Domestic team information
- 1988–1991: Warwickshire

Career statistics
| Competition | First-class | List A |
| Matches | 5 | 9 |
| Runs scored | 168 | 44 |
| Batting average | 24.00 | 6.28 |
| 100s/50s | –/1 | –/– |
| Top score | 77* | 25 |
| Balls bowled | – | – |
| Wickets | – | – |
| Bowling average | – | – |
| 5 wickets in innings | – | – |
| 10 wickets in match | – | – |
| Best bowling | – | – |
| Catches/stumpings | 2/– | –/– |
- Source: Cricinfo, 28 September 2011

= Simon Green (cricketer) =

English cricketer

Simon James Green (born 19 March 1970) is a former English cricketer.
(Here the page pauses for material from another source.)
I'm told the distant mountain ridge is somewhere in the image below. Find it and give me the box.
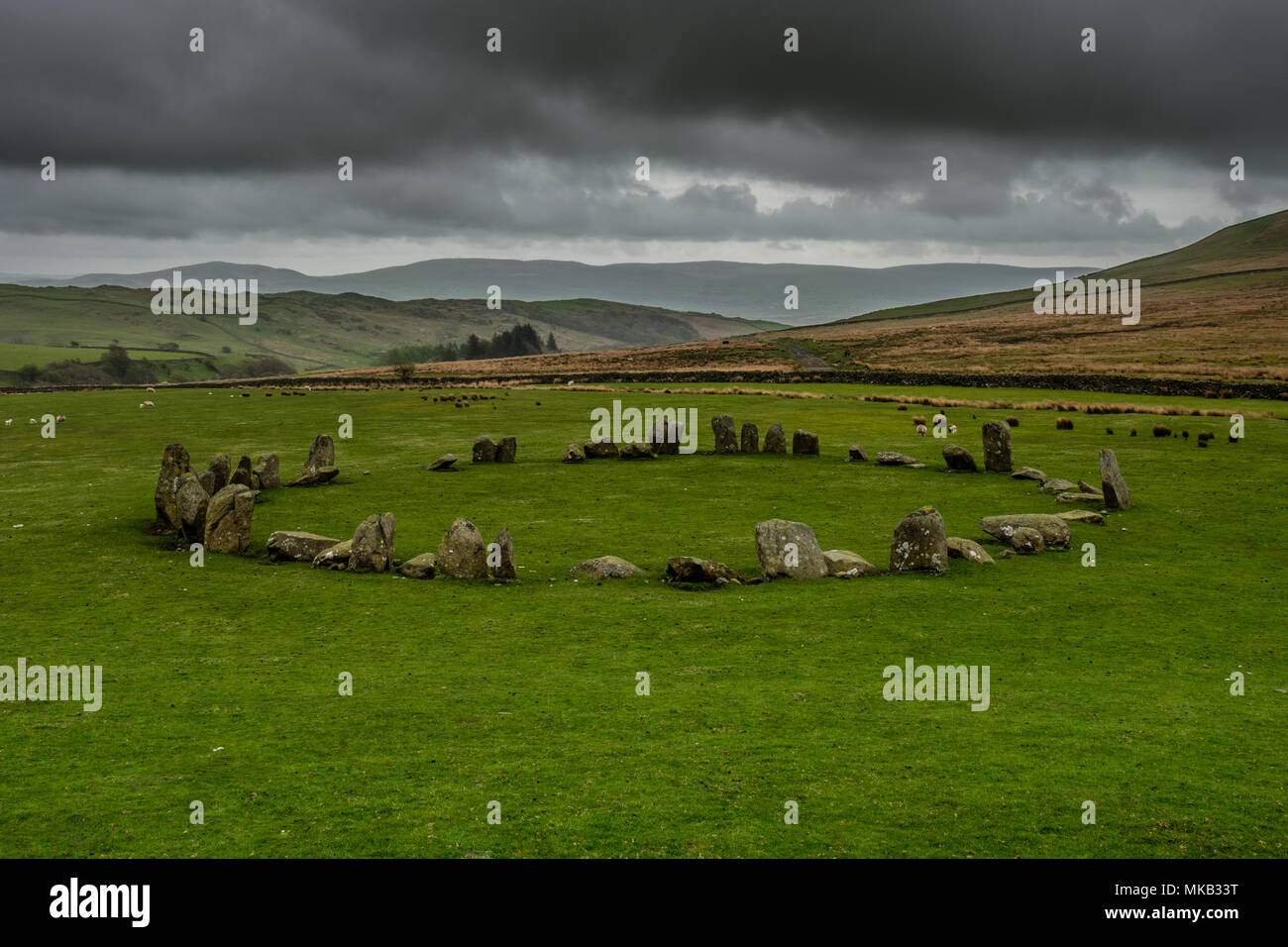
[10,258,1091,325]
Green was a right-handed batsman who bowled left-arm medium pace. He was born in Bloxwich, Staffordshire.

Green made his first-class debut for Warwickshire against Lancashire in 1988 County Championship. He made just four further first-class appearances for the county, the last of which came against Somerset in the 1991 County Championship. In his five first-class matches, he scored a total of 168 runs at an average of 24.00, with a highest score of 77 not out. This score, which was his only first-class fifty, came against Somerset in 1991. His List A debut came in the 1988 Refuge Assurance League against Kent. Green made eight further List A appearances, the last of which came against Lancashire in the 1991 Refuge Assurance League. In his nine List A matches, he scored a total of 44 runs at an average of 6.28, with a high score of 25.